Improved TikaInputStream javadocs. Minor fixes and improvements.

Modified:
    tika/trunk/tika-core/src/main/java/org/apache/tika/io/TikaInputStream.java

Modified: tika/trunk/tika-core/src/main/java/org/apache/tika/io/TikaInputStream.java
URL: http://svn.apache.org/viewvc/tika/trunk/tika-core/src/main/java/org/apache/tika/io/TikaInputStream.java?rev=993143&r1=993142&r2=993143&view=diff
==============================================================================
--- tika/trunk/tika-core/src/main/java/org/apache/tika/io/TikaInputStream.java (original)
+++ tika/trunk/tika-core/src/main/java/org/apache/tika/io/TikaInputStream.java Mon Sep  6 20:18:10 2010
@@ -20,6 +20,7 @@ import java.io.BufferedInputStream;
 import java.io.ByteArrayInputStream;
 import java.io.File;
 import java.io.FileInputStream;
+import java.io.FileNotFoundException;
 import java.io.FileOutputStream;
 import java.io.IOException;
 import java.io.InputStream;
@@ -32,6 +33,24 @@ import java.net.URLConnection;
 import org.apache.tika.metadata.Metadata;
 
 /**
+ * Input stream with extended capabilities. The purpose of this class is
+ * to allow files and other resources and information to be associated with
+ * the {@link InputStream} instance passed through the
+ * {@link org.apache.tika.parser.Parser} interface and other similar APIs.
+ * <p>
+ * TikaInputStream instances can be created using the various static
+ * <code>get()</code> factory methods. Most of these methods take an optional
+ * {@link Metadata} argument that is then filled with the available input
+ * metadata from the given resource. The created TikaInputStream instance
+ * keeps track of the original resource used to create it, while behaving
+ * otherwise just like a normal, buffered {@link InputStream}.
+ * A TikaInputStream instance is also guaranteed to support the
+ * {@link #mark(int)} feature.
+ * <p>
+ * Code that wants to access the underlying file or other resources
+ * associated with a TikaInputStream should first use the
+ * {@link #get(InputStream)} factory method to cast or wrap a given
+ * {@link InputStream} into a TikaInputStream instance.
  *
  * @since Apache Tika 0.8
  */
@@ -67,17 +86,55 @@ public class TikaInputStream extends Pro
         }
     }
 
-    public static TikaInputStream get(byte[] data) throws IOException {
+    /**
+     * Creates a TikaInputStream from the given array of bytes.
+     *
+     * @param data input data
+     * @return a TikaInputStream instance
+     * @throws IOException
+     */
+    public static TikaInputStream get(byte[] data) {
+        return get(data, new Metadata());
+    }
+
+    /**
+     * Creates a TikaInputStream from the given array of bytes.
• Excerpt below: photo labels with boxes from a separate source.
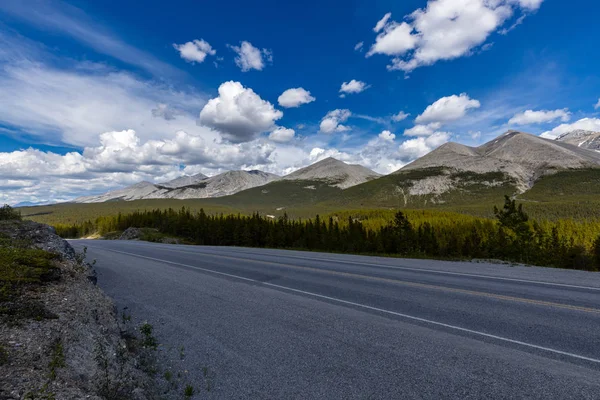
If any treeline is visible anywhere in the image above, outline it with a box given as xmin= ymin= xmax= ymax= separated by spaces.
xmin=0 ymin=204 xmax=21 ymax=221
xmin=56 ymin=197 xmax=600 ymax=270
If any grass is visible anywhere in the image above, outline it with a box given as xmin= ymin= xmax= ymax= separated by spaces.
xmin=0 ymin=237 xmax=60 ymax=325
xmin=18 ymin=168 xmax=600 ymax=230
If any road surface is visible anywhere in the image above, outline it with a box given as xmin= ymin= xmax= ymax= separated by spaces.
xmin=71 ymin=240 xmax=600 ymax=399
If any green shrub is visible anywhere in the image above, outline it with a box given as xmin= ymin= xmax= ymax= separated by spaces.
xmin=0 ymin=204 xmax=21 ymax=221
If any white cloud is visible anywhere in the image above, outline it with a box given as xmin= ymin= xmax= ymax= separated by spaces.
xmin=404 ymin=122 xmax=442 ymax=136
xmin=269 ymin=126 xmax=296 ymax=143
xmin=199 ymin=81 xmax=283 ymax=143
xmin=173 ymin=39 xmax=217 ymax=63
xmin=340 ymin=79 xmax=371 ymax=95
xmin=277 ymin=88 xmax=316 ymax=108
xmin=0 ymin=130 xmax=275 ymax=204
xmin=373 ymin=13 xmax=392 ymax=33
xmin=229 ymin=40 xmax=273 ymax=72
xmin=540 ymin=118 xmax=600 ymax=139
xmin=367 ymin=21 xmax=417 ymax=57
xmin=319 ymin=109 xmax=352 ymax=133
xmin=152 ymin=103 xmax=181 ymax=121
xmin=367 ymin=0 xmax=543 ymax=72
xmin=398 ymin=132 xmax=450 ymax=161
xmin=511 ymin=0 xmax=544 ymax=11
xmin=415 ymin=93 xmax=481 ymax=124
xmin=0 ymin=60 xmax=207 ymax=146
xmin=508 ymin=108 xmax=571 ymax=125
xmin=392 ymin=111 xmax=410 ymax=122
xmin=379 ymin=130 xmax=396 ymax=142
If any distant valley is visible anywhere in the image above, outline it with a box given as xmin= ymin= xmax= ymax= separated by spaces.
xmin=21 ymin=131 xmax=600 ymax=225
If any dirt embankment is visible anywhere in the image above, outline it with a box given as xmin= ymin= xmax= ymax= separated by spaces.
xmin=0 ymin=221 xmax=153 ymax=400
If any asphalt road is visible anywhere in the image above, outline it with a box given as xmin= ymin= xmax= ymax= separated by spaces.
xmin=72 ymin=240 xmax=600 ymax=399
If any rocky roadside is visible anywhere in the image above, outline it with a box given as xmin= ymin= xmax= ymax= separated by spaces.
xmin=0 ymin=221 xmax=157 ymax=400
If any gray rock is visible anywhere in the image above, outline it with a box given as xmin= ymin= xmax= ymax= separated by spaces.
xmin=0 ymin=221 xmax=76 ymax=261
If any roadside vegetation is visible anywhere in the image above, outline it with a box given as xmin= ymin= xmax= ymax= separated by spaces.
xmin=56 ymin=196 xmax=600 ymax=271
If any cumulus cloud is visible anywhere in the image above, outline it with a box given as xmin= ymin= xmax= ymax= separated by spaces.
xmin=340 ymin=79 xmax=371 ymax=96
xmin=367 ymin=0 xmax=543 ymax=72
xmin=540 ymin=118 xmax=600 ymax=139
xmin=415 ymin=93 xmax=481 ymax=124
xmin=199 ymin=81 xmax=283 ymax=143
xmin=152 ymin=103 xmax=180 ymax=121
xmin=173 ymin=39 xmax=217 ymax=63
xmin=404 ymin=122 xmax=442 ymax=136
xmin=373 ymin=13 xmax=392 ymax=33
xmin=0 ymin=60 xmax=208 ymax=146
xmin=367 ymin=21 xmax=417 ymax=57
xmin=379 ymin=130 xmax=396 ymax=142
xmin=319 ymin=109 xmax=352 ymax=133
xmin=269 ymin=126 xmax=296 ymax=143
xmin=398 ymin=132 xmax=450 ymax=161
xmin=277 ymin=88 xmax=316 ymax=108
xmin=0 ymin=130 xmax=275 ymax=204
xmin=229 ymin=40 xmax=273 ymax=72
xmin=508 ymin=108 xmax=571 ymax=125
xmin=392 ymin=111 xmax=410 ymax=122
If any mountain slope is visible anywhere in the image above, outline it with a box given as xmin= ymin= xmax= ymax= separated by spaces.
xmin=73 ymin=181 xmax=168 ymax=203
xmin=74 ymin=171 xmax=279 ymax=203
xmin=396 ymin=131 xmax=600 ymax=192
xmin=159 ymin=174 xmax=208 ymax=189
xmin=282 ymin=157 xmax=381 ymax=189
xmin=157 ymin=170 xmax=280 ymax=199
xmin=556 ymin=129 xmax=600 ymax=152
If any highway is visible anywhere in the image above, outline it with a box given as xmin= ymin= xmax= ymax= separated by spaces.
xmin=71 ymin=240 xmax=600 ymax=399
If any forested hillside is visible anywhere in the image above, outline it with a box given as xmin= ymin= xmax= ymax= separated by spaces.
xmin=52 ymin=197 xmax=600 ymax=270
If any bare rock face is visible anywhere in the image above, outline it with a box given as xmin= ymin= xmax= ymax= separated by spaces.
xmin=0 ymin=221 xmax=76 ymax=261
xmin=283 ymin=157 xmax=381 ymax=189
xmin=74 ymin=170 xmax=279 ymax=203
xmin=0 ymin=221 xmax=158 ymax=400
xmin=396 ymin=131 xmax=600 ymax=191
xmin=556 ymin=129 xmax=600 ymax=152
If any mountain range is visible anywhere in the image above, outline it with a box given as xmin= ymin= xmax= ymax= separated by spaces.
xmin=75 ymin=131 xmax=600 ymax=212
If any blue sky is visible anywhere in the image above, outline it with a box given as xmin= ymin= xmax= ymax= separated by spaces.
xmin=0 ymin=0 xmax=600 ymax=204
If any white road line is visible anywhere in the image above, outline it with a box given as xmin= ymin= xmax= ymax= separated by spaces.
xmin=109 ymin=243 xmax=600 ymax=291
xmin=90 ymin=248 xmax=600 ymax=364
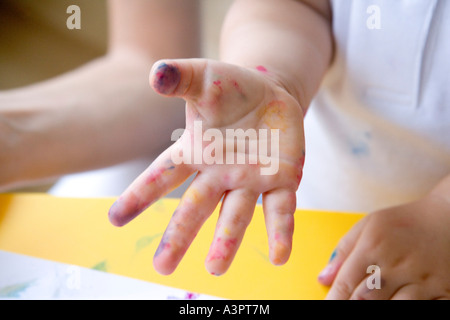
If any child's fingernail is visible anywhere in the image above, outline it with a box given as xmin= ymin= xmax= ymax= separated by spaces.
xmin=319 ymin=265 xmax=333 ymax=279
xmin=319 ymin=249 xmax=337 ymax=279
xmin=328 ymin=249 xmax=337 ymax=263
xmin=153 ymin=62 xmax=181 ymax=94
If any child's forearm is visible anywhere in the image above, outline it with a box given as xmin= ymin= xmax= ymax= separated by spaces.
xmin=221 ymin=0 xmax=333 ymax=112
xmin=0 ymin=0 xmax=199 ymax=192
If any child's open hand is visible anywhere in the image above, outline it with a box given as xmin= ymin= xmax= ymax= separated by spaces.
xmin=109 ymin=59 xmax=304 ymax=274
xmin=319 ymin=196 xmax=450 ymax=300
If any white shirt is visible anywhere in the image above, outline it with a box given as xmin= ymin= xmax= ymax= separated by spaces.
xmin=297 ymin=0 xmax=450 ymax=212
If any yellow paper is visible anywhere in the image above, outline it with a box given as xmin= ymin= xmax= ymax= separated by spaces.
xmin=0 ymin=194 xmax=363 ymax=299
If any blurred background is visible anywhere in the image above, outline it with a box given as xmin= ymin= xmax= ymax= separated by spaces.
xmin=0 ymin=0 xmax=232 ymax=197
xmin=0 ymin=0 xmax=232 ymax=90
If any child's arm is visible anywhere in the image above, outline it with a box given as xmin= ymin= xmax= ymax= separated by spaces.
xmin=0 ymin=0 xmax=199 ymax=191
xmin=109 ymin=0 xmax=332 ymax=274
xmin=319 ymin=175 xmax=450 ymax=300
xmin=221 ymin=0 xmax=333 ymax=113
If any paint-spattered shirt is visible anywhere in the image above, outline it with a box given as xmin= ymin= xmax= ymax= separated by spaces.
xmin=297 ymin=0 xmax=450 ymax=212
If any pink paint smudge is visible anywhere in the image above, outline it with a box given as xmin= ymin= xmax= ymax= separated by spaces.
xmin=256 ymin=66 xmax=267 ymax=72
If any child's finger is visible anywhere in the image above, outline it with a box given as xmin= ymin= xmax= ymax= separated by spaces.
xmin=109 ymin=143 xmax=193 ymax=226
xmin=153 ymin=173 xmax=224 ymax=275
xmin=149 ymin=59 xmax=264 ymax=116
xmin=263 ymin=189 xmax=296 ymax=265
xmin=206 ymin=189 xmax=258 ymax=275
xmin=149 ymin=59 xmax=207 ymax=100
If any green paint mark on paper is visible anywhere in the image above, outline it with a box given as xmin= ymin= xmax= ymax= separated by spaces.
xmin=0 ymin=280 xmax=35 ymax=298
xmin=92 ymin=260 xmax=108 ymax=272
xmin=136 ymin=233 xmax=162 ymax=252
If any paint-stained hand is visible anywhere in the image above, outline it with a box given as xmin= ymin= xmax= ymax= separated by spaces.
xmin=319 ymin=196 xmax=450 ymax=300
xmin=110 ymin=59 xmax=305 ymax=275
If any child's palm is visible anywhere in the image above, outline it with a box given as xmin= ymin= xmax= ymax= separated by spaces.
xmin=110 ymin=59 xmax=304 ymax=274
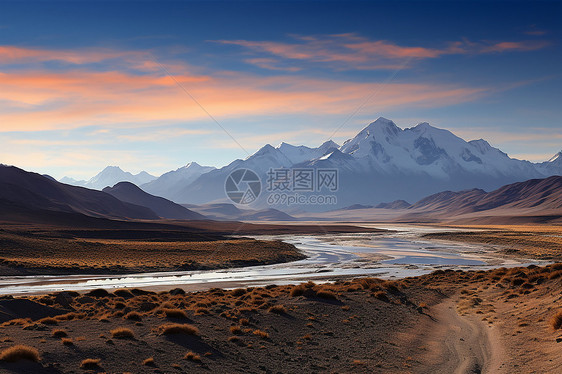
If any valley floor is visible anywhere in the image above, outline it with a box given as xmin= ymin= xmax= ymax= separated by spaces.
xmin=423 ymin=225 xmax=562 ymax=261
xmin=0 ymin=264 xmax=562 ymax=373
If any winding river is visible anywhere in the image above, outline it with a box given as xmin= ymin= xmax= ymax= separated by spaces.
xmin=0 ymin=225 xmax=545 ymax=295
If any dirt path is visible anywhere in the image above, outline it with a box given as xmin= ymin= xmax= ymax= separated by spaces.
xmin=416 ymin=298 xmax=502 ymax=374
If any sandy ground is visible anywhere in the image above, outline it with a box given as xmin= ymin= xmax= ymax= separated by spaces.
xmin=0 ymin=264 xmax=562 ymax=373
xmin=423 ymin=225 xmax=562 ymax=261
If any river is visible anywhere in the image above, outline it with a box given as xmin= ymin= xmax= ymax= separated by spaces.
xmin=0 ymin=225 xmax=546 ymax=295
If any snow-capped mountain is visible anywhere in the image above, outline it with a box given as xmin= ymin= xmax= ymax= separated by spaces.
xmin=60 ymin=166 xmax=156 ymax=190
xmin=139 ymin=162 xmax=215 ymax=200
xmin=61 ymin=117 xmax=562 ymax=212
xmin=175 ymin=117 xmax=562 ymax=210
xmin=172 ymin=141 xmax=338 ymax=208
xmin=536 ymin=152 xmax=562 ymax=175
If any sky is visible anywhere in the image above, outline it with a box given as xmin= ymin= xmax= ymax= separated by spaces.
xmin=0 ymin=1 xmax=562 ymax=179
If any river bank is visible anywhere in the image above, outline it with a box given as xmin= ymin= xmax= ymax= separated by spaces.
xmin=0 ymin=264 xmax=562 ymax=373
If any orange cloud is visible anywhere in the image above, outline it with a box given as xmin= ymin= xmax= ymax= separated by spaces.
xmin=214 ymin=33 xmax=549 ymax=69
xmin=476 ymin=41 xmax=548 ymax=53
xmin=0 ymin=45 xmax=148 ymax=64
xmin=0 ymin=66 xmax=486 ymax=131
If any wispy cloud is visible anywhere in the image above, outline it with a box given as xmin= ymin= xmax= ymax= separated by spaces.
xmin=213 ymin=33 xmax=549 ymax=70
xmin=0 ymin=47 xmax=482 ymax=131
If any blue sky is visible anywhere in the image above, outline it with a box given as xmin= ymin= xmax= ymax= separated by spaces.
xmin=0 ymin=1 xmax=562 ymax=178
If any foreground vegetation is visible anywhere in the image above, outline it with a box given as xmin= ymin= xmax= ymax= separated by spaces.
xmin=0 ymin=264 xmax=562 ymax=373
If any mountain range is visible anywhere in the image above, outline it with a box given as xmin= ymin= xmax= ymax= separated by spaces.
xmin=60 ymin=166 xmax=156 ymax=190
xmin=296 ymin=176 xmax=562 ymax=224
xmin=59 ymin=117 xmax=562 ymax=213
xmin=0 ymin=165 xmax=202 ymax=224
xmin=0 ymin=165 xmax=562 ymax=225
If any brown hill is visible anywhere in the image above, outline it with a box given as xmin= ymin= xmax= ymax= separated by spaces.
xmin=0 ymin=165 xmax=159 ymax=219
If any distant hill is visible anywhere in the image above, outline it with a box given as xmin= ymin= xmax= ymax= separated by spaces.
xmin=296 ymin=176 xmax=562 ymax=224
xmin=103 ymin=182 xmax=206 ymax=220
xmin=60 ymin=166 xmax=156 ymax=190
xmin=409 ymin=176 xmax=562 ymax=215
xmin=141 ymin=162 xmax=215 ymax=202
xmin=0 ymin=165 xmax=159 ymax=219
xmin=375 ymin=200 xmax=410 ymax=209
xmin=183 ymin=203 xmax=296 ymax=221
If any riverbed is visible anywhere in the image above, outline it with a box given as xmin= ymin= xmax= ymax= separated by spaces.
xmin=0 ymin=225 xmax=547 ymax=295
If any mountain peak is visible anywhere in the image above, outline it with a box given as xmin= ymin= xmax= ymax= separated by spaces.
xmin=548 ymin=151 xmax=562 ymax=162
xmin=102 ymin=165 xmax=123 ymax=173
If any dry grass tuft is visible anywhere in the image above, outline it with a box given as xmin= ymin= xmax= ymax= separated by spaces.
xmin=231 ymin=288 xmax=246 ymax=297
xmin=109 ymin=327 xmax=135 ymax=339
xmin=316 ymin=290 xmax=338 ymax=300
xmin=52 ymin=329 xmax=68 ymax=338
xmin=195 ymin=308 xmax=211 ymax=316
xmin=80 ymin=358 xmax=101 ymax=370
xmin=373 ymin=291 xmax=389 ymax=302
xmin=183 ymin=351 xmax=201 ymax=362
xmin=142 ymin=357 xmax=156 ymax=366
xmin=37 ymin=317 xmax=59 ymax=325
xmin=550 ymin=309 xmax=562 ymax=330
xmin=123 ymin=312 xmax=142 ymax=321
xmin=253 ymin=329 xmax=269 ymax=339
xmin=0 ymin=344 xmax=41 ymax=362
xmin=159 ymin=323 xmax=199 ymax=335
xmin=162 ymin=308 xmax=189 ymax=319
xmin=268 ymin=304 xmax=287 ymax=314
xmin=291 ymin=284 xmax=306 ymax=297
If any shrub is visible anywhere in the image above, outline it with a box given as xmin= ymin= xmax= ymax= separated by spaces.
xmin=113 ymin=288 xmax=135 ymax=299
xmin=162 ymin=308 xmax=188 ymax=319
xmin=80 ymin=358 xmax=101 ymax=370
xmin=373 ymin=291 xmax=389 ymax=301
xmin=195 ymin=308 xmax=211 ymax=316
xmin=159 ymin=323 xmax=199 ymax=335
xmin=113 ymin=301 xmax=127 ymax=309
xmin=142 ymin=357 xmax=156 ymax=366
xmin=183 ymin=351 xmax=201 ymax=362
xmin=291 ymin=284 xmax=306 ymax=297
xmin=0 ymin=344 xmax=40 ymax=362
xmin=37 ymin=317 xmax=59 ymax=325
xmin=52 ymin=329 xmax=68 ymax=338
xmin=231 ymin=288 xmax=246 ymax=297
xmin=268 ymin=305 xmax=287 ymax=314
xmin=123 ymin=312 xmax=142 ymax=321
xmin=253 ymin=329 xmax=269 ymax=339
xmin=550 ymin=309 xmax=562 ymax=330
xmin=109 ymin=327 xmax=135 ymax=339
xmin=316 ymin=290 xmax=338 ymax=300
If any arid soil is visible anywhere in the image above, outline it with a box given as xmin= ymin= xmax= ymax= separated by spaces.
xmin=0 ymin=217 xmax=384 ymax=276
xmin=423 ymin=225 xmax=562 ymax=261
xmin=0 ymin=231 xmax=305 ymax=276
xmin=0 ymin=264 xmax=562 ymax=373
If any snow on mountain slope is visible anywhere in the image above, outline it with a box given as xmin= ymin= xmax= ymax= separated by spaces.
xmin=175 ymin=117 xmax=562 ymax=210
xmin=140 ymin=162 xmax=215 ymax=200
xmin=61 ymin=166 xmax=156 ymax=190
xmin=536 ymin=151 xmax=562 ymax=175
xmin=55 ymin=117 xmax=562 ymax=211
xmin=340 ymin=117 xmax=540 ymax=179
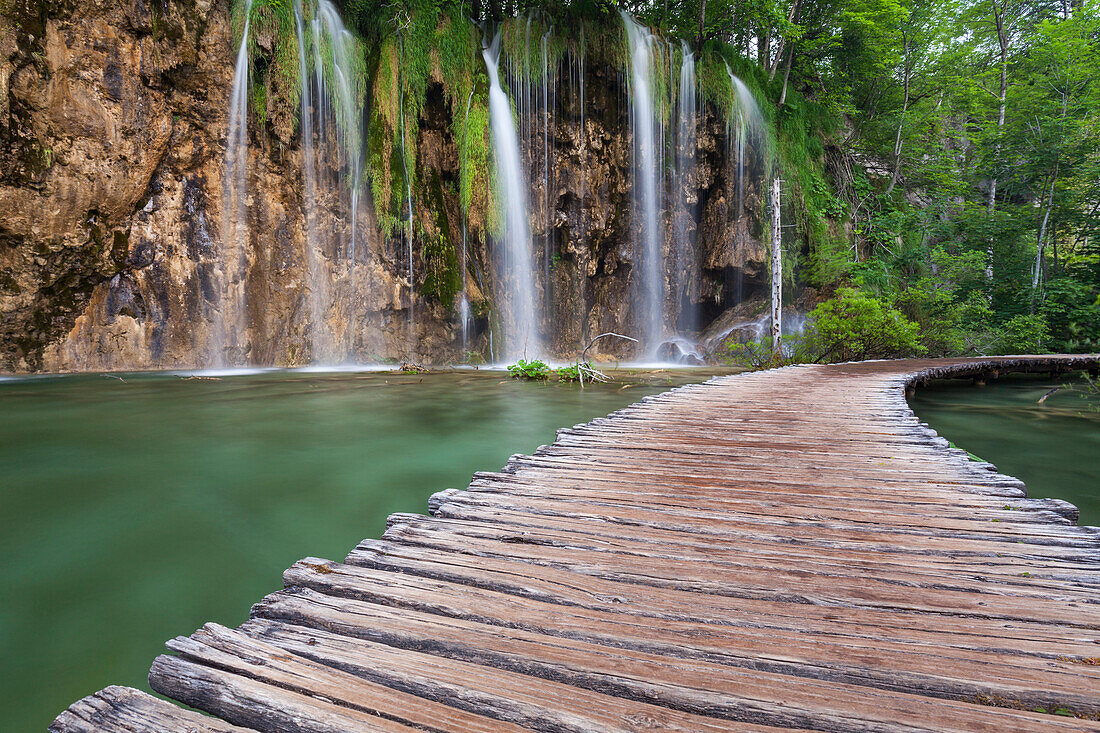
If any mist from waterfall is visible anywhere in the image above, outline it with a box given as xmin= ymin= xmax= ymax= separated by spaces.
xmin=215 ymin=7 xmax=762 ymax=365
xmin=482 ymin=32 xmax=543 ymax=362
xmin=726 ymin=64 xmax=763 ymax=219
xmin=620 ymin=11 xmax=666 ymax=358
xmin=671 ymin=41 xmax=700 ymax=331
xmin=217 ymin=0 xmax=252 ymax=367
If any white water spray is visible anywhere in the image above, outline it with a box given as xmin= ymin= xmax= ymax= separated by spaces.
xmin=482 ymin=33 xmax=542 ymax=361
xmin=622 ymin=11 xmax=664 ymax=357
xmin=217 ymin=0 xmax=252 ymax=367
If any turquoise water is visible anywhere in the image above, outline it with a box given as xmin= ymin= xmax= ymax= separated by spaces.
xmin=0 ymin=370 xmax=708 ymax=731
xmin=910 ymin=378 xmax=1100 ymax=526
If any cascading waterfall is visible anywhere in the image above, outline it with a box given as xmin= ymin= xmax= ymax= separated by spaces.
xmin=726 ymin=64 xmax=763 ymax=219
xmin=482 ymin=32 xmax=543 ymax=361
xmin=672 ymin=41 xmax=700 ymax=331
xmin=214 ymin=8 xmax=762 ymax=364
xmin=622 ymin=11 xmax=664 ymax=357
xmin=459 ymin=89 xmax=474 ymax=359
xmin=294 ymin=1 xmax=329 ymax=361
xmin=217 ymin=0 xmax=252 ymax=367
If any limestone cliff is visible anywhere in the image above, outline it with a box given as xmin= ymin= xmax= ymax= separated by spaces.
xmin=0 ymin=0 xmax=766 ymax=371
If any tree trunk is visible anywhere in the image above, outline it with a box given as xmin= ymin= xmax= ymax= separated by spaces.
xmin=1032 ymin=169 xmax=1058 ymax=299
xmin=887 ymin=31 xmax=912 ymax=196
xmin=771 ymin=171 xmax=783 ymax=357
xmin=695 ymin=0 xmax=706 ymax=53
xmin=1031 ymin=91 xmax=1069 ymax=301
xmin=986 ymin=0 xmax=1009 ymax=282
xmin=779 ymin=46 xmax=794 ymax=107
xmin=768 ymin=0 xmax=802 ymax=81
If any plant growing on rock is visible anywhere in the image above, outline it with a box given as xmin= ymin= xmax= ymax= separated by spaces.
xmin=508 ymin=359 xmax=550 ymax=382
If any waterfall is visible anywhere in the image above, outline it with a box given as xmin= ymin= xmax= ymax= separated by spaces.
xmin=294 ymin=0 xmax=364 ymax=363
xmin=672 ymin=41 xmax=699 ymax=331
xmin=726 ymin=64 xmax=763 ymax=219
xmin=622 ymin=11 xmax=664 ymax=357
xmin=459 ymin=89 xmax=474 ymax=354
xmin=482 ymin=32 xmax=542 ymax=361
xmin=209 ymin=0 xmax=252 ymax=367
xmin=294 ymin=0 xmax=330 ymax=362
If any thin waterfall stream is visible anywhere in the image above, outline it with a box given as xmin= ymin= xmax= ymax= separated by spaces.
xmin=623 ymin=11 xmax=666 ymax=359
xmin=482 ymin=32 xmax=543 ymax=361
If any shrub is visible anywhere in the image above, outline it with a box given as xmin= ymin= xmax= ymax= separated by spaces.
xmin=992 ymin=315 xmax=1049 ymax=353
xmin=558 ymin=364 xmax=581 ymax=382
xmin=804 ymin=287 xmax=924 ymax=362
xmin=508 ymin=359 xmax=550 ymax=381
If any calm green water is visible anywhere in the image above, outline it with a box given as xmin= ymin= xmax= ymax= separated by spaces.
xmin=0 ymin=371 xmax=710 ymax=731
xmin=910 ymin=378 xmax=1100 ymax=525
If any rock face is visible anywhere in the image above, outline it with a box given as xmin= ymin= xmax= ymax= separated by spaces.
xmin=0 ymin=0 xmax=767 ymax=372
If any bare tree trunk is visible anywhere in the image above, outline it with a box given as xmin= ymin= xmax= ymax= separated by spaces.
xmin=887 ymin=31 xmax=912 ymax=196
xmin=986 ymin=0 xmax=1009 ymax=282
xmin=1032 ymin=169 xmax=1058 ymax=294
xmin=1031 ymin=91 xmax=1069 ymax=301
xmin=771 ymin=171 xmax=783 ymax=355
xmin=768 ymin=0 xmax=802 ymax=81
xmin=779 ymin=46 xmax=794 ymax=107
xmin=695 ymin=0 xmax=706 ymax=53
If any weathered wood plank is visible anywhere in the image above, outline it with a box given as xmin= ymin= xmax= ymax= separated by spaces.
xmin=50 ymin=686 xmax=253 ymax=733
xmin=53 ymin=357 xmax=1100 ymax=733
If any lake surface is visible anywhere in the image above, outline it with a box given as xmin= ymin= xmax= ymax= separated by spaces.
xmin=910 ymin=378 xmax=1100 ymax=526
xmin=0 ymin=370 xmax=711 ymax=731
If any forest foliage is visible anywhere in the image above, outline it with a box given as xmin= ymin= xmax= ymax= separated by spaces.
xmin=245 ymin=0 xmax=1100 ymax=355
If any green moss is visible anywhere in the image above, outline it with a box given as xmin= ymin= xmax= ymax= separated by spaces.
xmin=421 ymin=171 xmax=462 ymax=308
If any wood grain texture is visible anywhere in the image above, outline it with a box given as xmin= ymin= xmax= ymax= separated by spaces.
xmin=52 ymin=357 xmax=1100 ymax=733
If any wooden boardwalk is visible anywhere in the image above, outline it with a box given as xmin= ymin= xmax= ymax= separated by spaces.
xmin=51 ymin=358 xmax=1100 ymax=733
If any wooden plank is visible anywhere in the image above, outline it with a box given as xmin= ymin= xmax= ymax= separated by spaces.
xmin=252 ymin=590 xmax=1100 ymax=726
xmin=53 ymin=357 xmax=1100 ymax=733
xmin=50 ymin=685 xmax=252 ymax=733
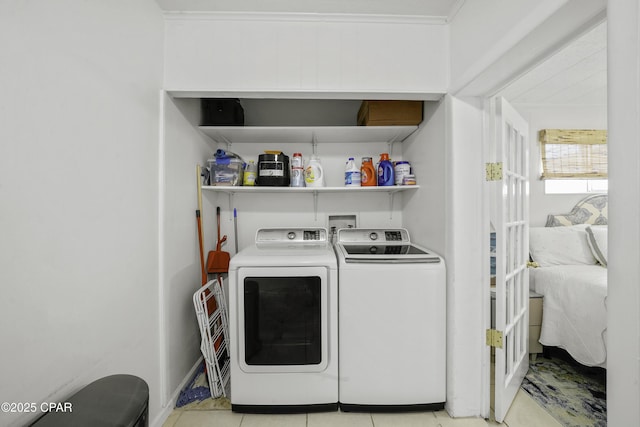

The length of
+     * the array is stored as input metadata in the given metadata instance.
+     *
+     * @param data input data
+     * @param metadata metadata instance
+     * @return a TikaInputStream instance
+     * @throws IOException
+     */
+    public static TikaInputStream get(byte[] data, Metadata metadata) {
+        metadata.set(Metadata.CONTENT_LENGTH, Integer.toString(data.length));
+
         return new TikaInputStream(
                 new ByteArrayInputStream(data), null, data.length);
     }
 
-    public static TikaInputStream get(File file) throws IOException {
+    /**
+     * Creates a TikaInputStream from the given file.
+     *
+     * @param file input file
+     * @return a TikaInputStream instance
+     * @throws FileNotFoundException if the file does not exist
+     */
+    public static TikaInputStream get(File file) throws FileNotFoundException {
         return get(file, new Metadata());
     }
 
+    /**
+     * Creates a TikaInputStream from the given file. The file name and
+     * length are stored as input metadata in the given metadata instance.
+     *
+     * @param file input file
+     * @param metadata metadata instance
+     * @return a TikaInputStream instance
+     * @throws FileNotFoundException if the file does not exist
+     */
     public static TikaInputStream get(File file, Metadata metadata)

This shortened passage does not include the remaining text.